In Oxford there are 22 applicants for every available property to rent, says Holly Leeson, the head of lettings at Hamptons in the city, “and that’s before we’ve even put them on Rightmove. We had one under offer before we had even taken a photo of it.”
Demand increased once students returned to the market, but Covid uncertainty means that there are fewer inquiries than usual, Leeson says. Instead, the rental market is flooded with families who sold up but can’t find anything to buy, while landlords are selling at an alarming rate. “The lack of stock is quite concerning,” she says. More tenants are also staying put. “I think the government [eviction] notice period extension hasn’t helped. People are more aware of a landlord’s lack of options. Also, where else can they go?”

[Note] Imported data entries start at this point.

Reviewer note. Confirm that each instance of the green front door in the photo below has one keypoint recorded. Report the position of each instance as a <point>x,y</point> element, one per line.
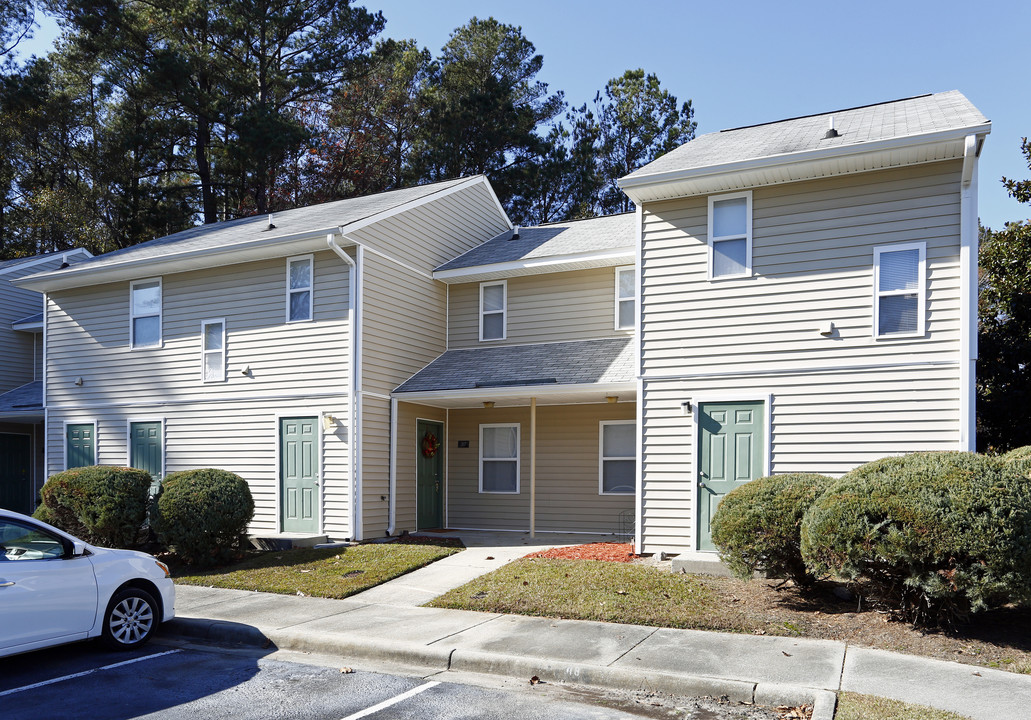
<point>144,451</point>
<point>15,461</point>
<point>299,475</point>
<point>80,448</point>
<point>429,475</point>
<point>731,444</point>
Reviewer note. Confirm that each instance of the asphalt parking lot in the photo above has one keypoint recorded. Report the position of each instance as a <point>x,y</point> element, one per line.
<point>187,682</point>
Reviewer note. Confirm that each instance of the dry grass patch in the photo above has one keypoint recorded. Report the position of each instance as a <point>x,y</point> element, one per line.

Mark Hayward, chief policy adviser for Propertymark, said: “This is echoed in Kent where we are seeing the impact of those looking to relocate away from London. Agents are saying between 30 per cent to 50 per cent of rented properties are going for over the asking price.”

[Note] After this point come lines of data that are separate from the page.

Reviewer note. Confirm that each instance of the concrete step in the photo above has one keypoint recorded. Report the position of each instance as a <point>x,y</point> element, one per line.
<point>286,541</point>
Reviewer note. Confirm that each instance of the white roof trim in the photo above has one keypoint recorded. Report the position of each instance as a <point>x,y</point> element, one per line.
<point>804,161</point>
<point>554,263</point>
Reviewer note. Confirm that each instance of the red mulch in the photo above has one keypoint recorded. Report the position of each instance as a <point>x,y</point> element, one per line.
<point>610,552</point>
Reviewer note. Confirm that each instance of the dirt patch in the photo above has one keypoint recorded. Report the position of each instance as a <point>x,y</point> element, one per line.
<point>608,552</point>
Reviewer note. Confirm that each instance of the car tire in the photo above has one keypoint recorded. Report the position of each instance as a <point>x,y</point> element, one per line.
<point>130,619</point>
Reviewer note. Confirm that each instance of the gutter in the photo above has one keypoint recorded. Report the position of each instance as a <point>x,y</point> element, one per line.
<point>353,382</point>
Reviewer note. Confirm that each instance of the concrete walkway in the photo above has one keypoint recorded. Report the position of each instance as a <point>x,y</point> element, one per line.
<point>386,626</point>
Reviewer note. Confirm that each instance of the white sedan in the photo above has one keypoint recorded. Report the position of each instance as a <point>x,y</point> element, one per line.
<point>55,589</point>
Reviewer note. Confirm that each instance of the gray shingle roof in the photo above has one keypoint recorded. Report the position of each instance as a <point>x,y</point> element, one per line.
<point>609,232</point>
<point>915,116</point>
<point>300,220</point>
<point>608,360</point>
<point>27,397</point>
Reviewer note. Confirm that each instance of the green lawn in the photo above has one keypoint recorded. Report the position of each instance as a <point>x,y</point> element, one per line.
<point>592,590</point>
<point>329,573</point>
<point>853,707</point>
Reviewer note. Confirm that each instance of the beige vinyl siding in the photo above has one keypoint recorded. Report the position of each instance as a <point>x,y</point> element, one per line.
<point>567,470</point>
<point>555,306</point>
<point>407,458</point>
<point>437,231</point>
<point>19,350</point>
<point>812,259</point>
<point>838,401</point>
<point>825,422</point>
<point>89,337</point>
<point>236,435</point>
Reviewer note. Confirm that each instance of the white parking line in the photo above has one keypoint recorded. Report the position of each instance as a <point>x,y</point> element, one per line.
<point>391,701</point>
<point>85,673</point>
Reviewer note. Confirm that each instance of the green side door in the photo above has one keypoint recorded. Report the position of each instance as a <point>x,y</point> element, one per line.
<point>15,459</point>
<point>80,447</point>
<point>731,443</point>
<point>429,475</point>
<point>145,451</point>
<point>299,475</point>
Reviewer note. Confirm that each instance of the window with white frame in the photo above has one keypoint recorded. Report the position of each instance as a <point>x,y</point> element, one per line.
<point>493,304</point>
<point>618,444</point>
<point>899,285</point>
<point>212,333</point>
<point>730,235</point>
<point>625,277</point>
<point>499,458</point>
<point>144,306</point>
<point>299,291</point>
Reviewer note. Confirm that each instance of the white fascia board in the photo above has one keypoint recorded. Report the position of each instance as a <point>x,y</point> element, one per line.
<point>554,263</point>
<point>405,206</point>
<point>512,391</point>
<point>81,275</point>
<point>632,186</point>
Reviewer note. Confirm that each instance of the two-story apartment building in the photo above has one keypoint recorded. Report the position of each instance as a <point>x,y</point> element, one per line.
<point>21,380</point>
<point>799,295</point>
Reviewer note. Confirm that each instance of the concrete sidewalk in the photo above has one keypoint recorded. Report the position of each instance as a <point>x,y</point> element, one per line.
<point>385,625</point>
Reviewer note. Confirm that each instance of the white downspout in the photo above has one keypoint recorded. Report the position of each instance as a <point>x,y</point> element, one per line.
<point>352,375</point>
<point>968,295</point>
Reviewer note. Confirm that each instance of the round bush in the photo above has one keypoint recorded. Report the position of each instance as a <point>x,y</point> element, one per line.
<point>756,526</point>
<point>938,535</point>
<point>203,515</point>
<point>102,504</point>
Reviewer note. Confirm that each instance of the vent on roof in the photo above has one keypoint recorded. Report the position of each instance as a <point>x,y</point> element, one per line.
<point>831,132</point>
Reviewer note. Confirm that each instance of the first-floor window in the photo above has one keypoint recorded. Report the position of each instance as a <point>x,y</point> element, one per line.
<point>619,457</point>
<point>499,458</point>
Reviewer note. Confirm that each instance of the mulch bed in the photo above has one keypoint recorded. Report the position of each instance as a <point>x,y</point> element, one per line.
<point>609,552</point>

To landlords, security is as important as money. To stand out from the crowd, tenants are learning to flaunt professional jobs and stable relationships to make their application more appealing.
Georgie Bass, 31, says that she offered £50 more a month to rent a home in Richmond, southwest London, with her teacher boyfriend, James. “I would always refer to him as my partner rather than my boyfriend,” she says. “I’d mention that he works in a school, like a professional, because I’m in public relations, so I must seem like something out of Ab Fab. I even started talking about joining the local tennis club because I wanted them to think I was legit. It’s totally mad.”

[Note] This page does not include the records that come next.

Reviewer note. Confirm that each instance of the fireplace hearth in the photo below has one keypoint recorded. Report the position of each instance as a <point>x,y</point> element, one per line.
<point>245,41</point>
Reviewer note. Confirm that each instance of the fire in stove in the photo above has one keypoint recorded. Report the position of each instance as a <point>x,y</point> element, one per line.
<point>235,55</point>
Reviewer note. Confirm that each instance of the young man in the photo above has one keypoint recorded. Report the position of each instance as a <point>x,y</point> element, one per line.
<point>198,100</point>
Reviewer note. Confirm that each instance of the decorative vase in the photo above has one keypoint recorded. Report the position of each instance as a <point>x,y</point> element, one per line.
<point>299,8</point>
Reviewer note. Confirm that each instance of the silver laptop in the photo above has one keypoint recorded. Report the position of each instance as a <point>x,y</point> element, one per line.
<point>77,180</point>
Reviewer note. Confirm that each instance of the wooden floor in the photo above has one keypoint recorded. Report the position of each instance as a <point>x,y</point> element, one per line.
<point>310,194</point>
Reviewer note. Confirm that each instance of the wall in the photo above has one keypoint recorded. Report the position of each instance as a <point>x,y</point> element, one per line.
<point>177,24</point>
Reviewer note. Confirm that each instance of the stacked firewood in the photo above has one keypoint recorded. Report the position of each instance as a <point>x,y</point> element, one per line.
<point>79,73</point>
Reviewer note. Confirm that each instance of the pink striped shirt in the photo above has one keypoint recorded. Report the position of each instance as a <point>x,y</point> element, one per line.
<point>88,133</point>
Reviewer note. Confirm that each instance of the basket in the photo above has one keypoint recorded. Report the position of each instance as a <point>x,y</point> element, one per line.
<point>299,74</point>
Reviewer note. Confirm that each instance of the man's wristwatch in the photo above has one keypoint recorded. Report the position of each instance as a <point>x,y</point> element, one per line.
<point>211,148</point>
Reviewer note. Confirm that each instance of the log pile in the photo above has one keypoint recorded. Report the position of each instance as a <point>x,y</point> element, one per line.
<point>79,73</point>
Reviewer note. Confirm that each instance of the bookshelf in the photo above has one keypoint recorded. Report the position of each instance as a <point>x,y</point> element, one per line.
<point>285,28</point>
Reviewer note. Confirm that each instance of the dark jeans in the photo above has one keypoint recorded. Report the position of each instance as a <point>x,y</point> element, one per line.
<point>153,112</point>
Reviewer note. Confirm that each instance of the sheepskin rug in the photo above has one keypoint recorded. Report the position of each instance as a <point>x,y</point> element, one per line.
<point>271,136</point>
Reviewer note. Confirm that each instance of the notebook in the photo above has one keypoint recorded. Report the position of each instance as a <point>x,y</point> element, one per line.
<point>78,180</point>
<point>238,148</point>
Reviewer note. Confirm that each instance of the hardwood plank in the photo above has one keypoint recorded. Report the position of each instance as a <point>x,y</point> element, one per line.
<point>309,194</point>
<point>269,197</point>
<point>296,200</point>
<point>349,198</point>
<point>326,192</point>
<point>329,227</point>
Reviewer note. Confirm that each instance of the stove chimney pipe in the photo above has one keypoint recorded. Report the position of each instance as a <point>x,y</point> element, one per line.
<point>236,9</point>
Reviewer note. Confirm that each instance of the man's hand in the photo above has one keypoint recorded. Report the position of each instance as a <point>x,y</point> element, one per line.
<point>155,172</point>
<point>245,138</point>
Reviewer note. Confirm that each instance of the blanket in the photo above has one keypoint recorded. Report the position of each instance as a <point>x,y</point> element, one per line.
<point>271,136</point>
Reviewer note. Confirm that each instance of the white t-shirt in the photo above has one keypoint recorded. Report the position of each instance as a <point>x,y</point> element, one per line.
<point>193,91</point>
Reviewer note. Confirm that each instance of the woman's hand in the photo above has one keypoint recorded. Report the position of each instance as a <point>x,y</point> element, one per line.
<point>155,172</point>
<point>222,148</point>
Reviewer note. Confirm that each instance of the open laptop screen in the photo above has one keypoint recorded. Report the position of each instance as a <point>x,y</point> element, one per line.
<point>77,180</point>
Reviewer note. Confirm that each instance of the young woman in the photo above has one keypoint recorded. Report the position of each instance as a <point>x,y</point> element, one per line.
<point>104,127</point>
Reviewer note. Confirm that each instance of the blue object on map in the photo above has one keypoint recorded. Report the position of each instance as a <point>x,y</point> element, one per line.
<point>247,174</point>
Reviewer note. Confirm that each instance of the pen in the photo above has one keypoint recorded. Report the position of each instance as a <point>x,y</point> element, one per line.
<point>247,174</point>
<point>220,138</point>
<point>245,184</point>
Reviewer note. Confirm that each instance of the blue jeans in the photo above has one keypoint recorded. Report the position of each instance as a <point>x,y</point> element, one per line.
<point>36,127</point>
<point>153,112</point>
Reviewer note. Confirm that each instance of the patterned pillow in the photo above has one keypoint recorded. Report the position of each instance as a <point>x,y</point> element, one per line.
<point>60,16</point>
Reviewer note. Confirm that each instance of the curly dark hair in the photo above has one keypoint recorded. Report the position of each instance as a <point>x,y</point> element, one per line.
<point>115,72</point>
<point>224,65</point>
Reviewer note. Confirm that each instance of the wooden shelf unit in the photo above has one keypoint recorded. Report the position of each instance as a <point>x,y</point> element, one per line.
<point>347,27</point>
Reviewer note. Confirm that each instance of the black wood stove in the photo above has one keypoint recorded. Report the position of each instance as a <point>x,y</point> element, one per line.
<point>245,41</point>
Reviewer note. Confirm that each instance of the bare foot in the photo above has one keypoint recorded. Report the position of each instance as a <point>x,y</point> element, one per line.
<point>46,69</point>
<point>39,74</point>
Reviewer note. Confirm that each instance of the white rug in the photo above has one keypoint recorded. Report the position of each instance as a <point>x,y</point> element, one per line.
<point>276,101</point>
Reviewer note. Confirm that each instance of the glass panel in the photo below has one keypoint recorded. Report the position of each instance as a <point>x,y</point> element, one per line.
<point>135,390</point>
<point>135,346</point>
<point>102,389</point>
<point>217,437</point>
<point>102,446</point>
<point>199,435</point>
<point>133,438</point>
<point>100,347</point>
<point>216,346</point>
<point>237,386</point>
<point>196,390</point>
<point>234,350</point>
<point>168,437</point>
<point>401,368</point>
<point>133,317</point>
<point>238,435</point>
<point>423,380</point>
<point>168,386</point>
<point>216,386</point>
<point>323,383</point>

Prospective tenants are routinely handed forms to fill in on viewings asking for “offer amount”, the tenants’ household income, whether they have pets or children, and there’s often a tenant statement box where they must make a heartfelt plea to the landlord.
Filling in the “tenant request” box is risky. Miranda Kyte, 26, says that she viewed a property next to Finsbury Park station in north London that she could only describe as “a bachelor pad; red walls, black pleather furniture, too many sofas for the space”. When she asked whether the big slash across the black pleather headboard in the bedroom would be replaced, “the letting agent said you can put that in your requests box, but the more you put in there, the less appealing your offer will be”.
Desperate to stand out from the crowd, tenants are even hiring property agents to find and negotiate on their behalf. “I’ve got ordinary people on my books — nurses, firefighters, police officers — who need help getting somewhere so they can start a job,” says Michael Kleinman, who set up Cornwall Property Consultancy while on furlough last year. The lettings market is so hot there that he knows one landlord who demanded his tenant paid a year’s rent upfront or he was going to put the rent up by £200 a month.
Kleinman viewed a “basic” two-bedroom house recently that attracted more than 400 inquiries. “That’s not uncommon. It’s a nightmare to even get a viewing now. We’re talking bog-standard properties. Nothing exciting about them.”
He charges a £500 upfront fee, plus one month’s rent at the start of the tenancy. He says: “I didn’t intend to deal with rentals when I started because I didn’t think anyone would pay it. But I had a few inquiries and it’s 50 per cent of my business now.”
Kleinman is also helping his fair share of homeowners who sold up for a sunnier life in Cornwall but found that there wasn’t anything left to buy. With money in the bank, they are happy to bid over asking rent to secure somewhere while they wait for more homes to come on to the market.